If the home is sold for $200,000 and the mortgage balance is $75,000; then the heirs would receive the $125,000. If the sale of the home is not enough to pay off the reverse mortgage loan, the lender is reimbursed from the FHA Mortgage Insurance. No other assets are affected by a reverse mortgage loan. For example, investments, second homes, cars, and other valuable possessions cannot be taken from the estate to pay off the reverse mortgage loan.

Distribution of Money From a Reverse Mortgage Loan
There are several ways to receive the proceeds from a reverse mortgage loan.

Lump sum – a lump sum of cash at closing.

Tenure – equal monthly payments as long as the homeowner lives in the home.

Term – equal monthly payments for a fixed number of years.

Line of Credit – draw any amount at any time until the line of credit is exhausted.

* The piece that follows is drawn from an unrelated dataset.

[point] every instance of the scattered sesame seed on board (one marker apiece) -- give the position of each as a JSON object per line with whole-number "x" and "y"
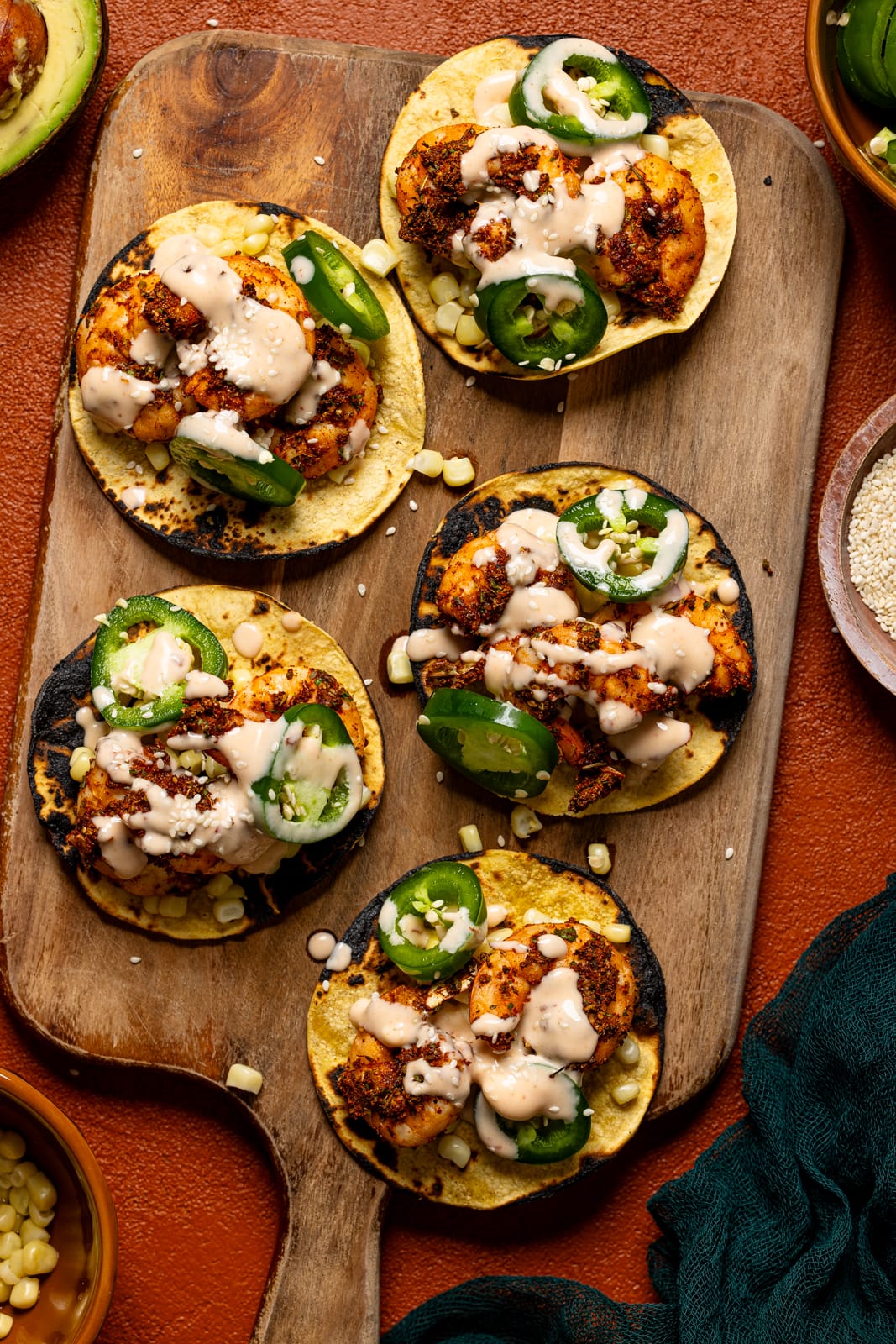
{"x": 872, "y": 542}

Any combination of those listed above


Difference between a Reverse Mortgage Loan and a Home Equity Loan
Generally a home equity loan, a second mortgage, or a home equity line of credit (HELOC) have strict requirements for income and credit scores. Also, with other traditional loans the homeowner must still make monthly payments to repay the loans. A reverse mortgage loan generally has no credit score requirements and instead of making monthly mortgage payments, the homeowner receives cash from the lender.
With a reverse mortgage loan the amount that can be borrowed is determined by an FHA formula that considers age, the current interest rate, and the appraised value of the home. Typically, the more valuable the home, the higher the loan amount will be, subject to lending limits.

Home Eligibility
Your home must be a single-family residence or a 1- to 4-unit dwelling, or a FHA-approved condominium.


You Own Your Home
You will still own your home and you can stay in it for as long as you wish, provided you pay your taxes, insurance and maintain the home according to FHA requirements.

There are no prepayment penalties and you can pay the loan back at any time.


Home Owners Insurance and Property Taxes
Since you still own your home with a reverse mortgage loan you’re responsible for the general maintenance and upkeep as well as for paying all ongoing property taxes and insurance. You can often pay for these expenses with funds from your reverse mortgage loan.


Is It Tax Free
The money you receive is not considered income, and therefore it is tax-free. Please consult your tax advisor for details.


Social Security Benefits
HECM reverse mortgage loan payments typically do not affect your Social Security or Medicare benefits. However, regulations vary for the Federal Supplemental Security Income program and for state-administered programs such as Medicaid, Aid for Dependent Children (AFDC), and food stamps.

We suggest that you consult a benefits specialist at your local Area Agency on Aging or the local offices for these programs to determine how HECM payments may affect your particular situation.